From 1997 to present, the first number in the units column shows combined sales for North America (U.S. and Canada). The second number represents the U.S. only.

Year Units
1997 13,731 (U.S. 12,986)
1998 18,207 (U.S. 17,239)
1999 21,915 (U.S. 20,889)
2000 23,698 (U.S. 22,412)
2001 24,143 (U.S. 23,047)
2002 22,511 (U.S. 21,320)
2003 30,028 (U.S. 28.417)
2004 33,289 (U.S. 31,473)
2005 33,859 (U.S. 31,933)
2006 36,095 (U.S. 34,227)
2007 36,680 (U.S. 34,693)
2008 27,717 (U.S. 26,035)
2009 U.S. 19,696
2010 U.S. 25,320
2011 U.S. 29,023
2012 U.S. 35,043
2013 U.S. 42,323
2014 * U.S. 47,007
Booming.

I suspect that, on average, one's receptivity to the idea of 'basic income', as being implemented by Finland, correlates to the financial insecurity that is being experienced. It is easy to be against it while you can securely support your family, not so easy when your home is being repossessed and your kids are hungry. Right now we are raining helicopter money on the super wealthy, augmenting their income in a similar manner, and their baubles (collectable cars) are suffering massive inflation/appreciation. I suppose if the rest of us got in on the game then we'd see similar price changes for whatever we collect. Food's not generally a collectable, except for preppers, so it would have to be something else that saw the price inflation. I suspect that if the day comes when our 'humanitarian' government gives us all a basic income that it will not be for us to better subsist but for us to better consume. If automation continues to remove our employment and all of the profits fall up to the 0.1% then there will be no one left to buy the automaton-produced crap. The game will be to keep everyone at a high enough income level to prevent rioting/revolution while the wealthy continue to cannibalize each other. We used to talk of the 1%, now it is the 0.1%, soon it will be the 0.01% as wealth continues to concentrate. Who will be the last trillionaire standing? Owner of the world.
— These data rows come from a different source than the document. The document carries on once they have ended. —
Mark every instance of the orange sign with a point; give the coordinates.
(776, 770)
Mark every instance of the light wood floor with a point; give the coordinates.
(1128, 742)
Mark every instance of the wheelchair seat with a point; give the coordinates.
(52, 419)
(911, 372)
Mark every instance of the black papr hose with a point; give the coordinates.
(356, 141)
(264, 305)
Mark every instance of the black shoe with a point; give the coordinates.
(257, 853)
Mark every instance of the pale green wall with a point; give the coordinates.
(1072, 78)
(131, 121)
$60 is about 1400 Hrynia. In terms of liters of milk, that’s 300 litres; in terms of potatoes, that’s 350 kg=772 lb of potatoes.
That 772 lb of potatoes is about $350 here in the US. Don’t worry, you paid a fair wage for a day or two of work.

Hi Mark,

Yep, it's kind of looking like a distorted Marxism (for want of a better term) - the idea that industrial societies can retire their workers who then share in the profits due to the increase in productivity through common ownership will actually see workers retired to become beggars of the state. My question is, where does that lead? In short, dark places (I think). What happens to dissent? What happens if the local governor likes the look of your wife? We're now talking neo-feudal serfdom (at least in my opinion).

For what it's worth I get a real sense of pride and enjoyment from growing my own food. Granted, I don't produce much at the minute but the fact that I can hand over any excess to my relatives makes me feel like I'm doing something that matters, I also like the fact that I can do something which keeps them alive. A community that could do the same would feel empowered. By making people dependent on handouts you make them servile.

An alternative would be to divide up land and transfer ownership of agricultural technology to smaller communities (think of it as technologically aided decentralisation within LTG parameters). This would allow them to live in relative freedom and in a position to challenge the abuses of power. I think massive reforms are needed, and it'll be tough - much tougher than embracing this distorted Marxism - but what future do you want to pass on? Perhaps we'll all be remembered as the generation which gave up. Where Jefferson and Washington rallied, we surrendered, because we didn't believe we were entitled to our own greatness.